А на набережной — дети с голодными глазами и серыми лицами. Тут и бездомные, брошенные, и те, кто сам удрал из бетонных коробок, где их родители притискивались друг к другу, пытаясь забыть об окружающем мире.
Дети подергиваются. Это слабо бьется отчаянье. А силенок, чтобы крушить, у них нет. Они свыклись с холодом — и не чувствуют холода. Они свыклись с тем, что надеяться не на что.
Вот стоят дети, которые уже ничего не ждут.

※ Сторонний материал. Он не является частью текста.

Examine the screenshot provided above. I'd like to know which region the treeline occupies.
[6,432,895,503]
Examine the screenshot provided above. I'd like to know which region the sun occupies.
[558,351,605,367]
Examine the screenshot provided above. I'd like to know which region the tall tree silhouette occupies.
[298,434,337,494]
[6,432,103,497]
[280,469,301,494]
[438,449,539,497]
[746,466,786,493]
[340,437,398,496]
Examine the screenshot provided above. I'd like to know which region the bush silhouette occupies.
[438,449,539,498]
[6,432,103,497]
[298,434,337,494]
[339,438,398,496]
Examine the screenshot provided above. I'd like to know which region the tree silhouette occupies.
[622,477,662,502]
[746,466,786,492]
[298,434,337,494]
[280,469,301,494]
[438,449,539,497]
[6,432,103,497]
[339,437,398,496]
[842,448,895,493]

«Они ничего не ждут», — говорит Майя-Стина, внезапно очнувшись. Что же ее разбудило? Она жила, как бузинное дерево, куст шиповника, кабачок, сельдерей. Когда‑то она была рассудительной пятнадцатилетней девушкой. Она и сейчас рассуждает здраво, а ведь ей, наверное, пятнадцать раз по пятнадцать. Давным-давно с нею приключилось нечто: она умерла — и выжила. То, что мы называем развитием, эволюцией, — не означает ли это выживание, жизнь, высвободившуюся из жизни? Пульсирует кровь, мускулы реагируют на получаемые извне сигналы, мысли и чувства обитают во плоти, нерасторжимы с плотью. Дети рождаются и умирают. Земля принимает их и воскрешает к жизни бузинным деревом, кустом шиповника, кабачком, сельдереем. Майя-Стина очнулась и отдернула полог. Чей же поцелуй ее разбудил?
Анна-Луиза вышла в своем гробу из дверей ее дома и легла в Гору. Теперь и над Горою сгустилась мгла. Не видать ни звездочки, лишь изредка проблеснет в вышине облетающий Землю спутник. Горизонт закрыт. Остров похож на бомбоубежище. Нет, скорее на склеп.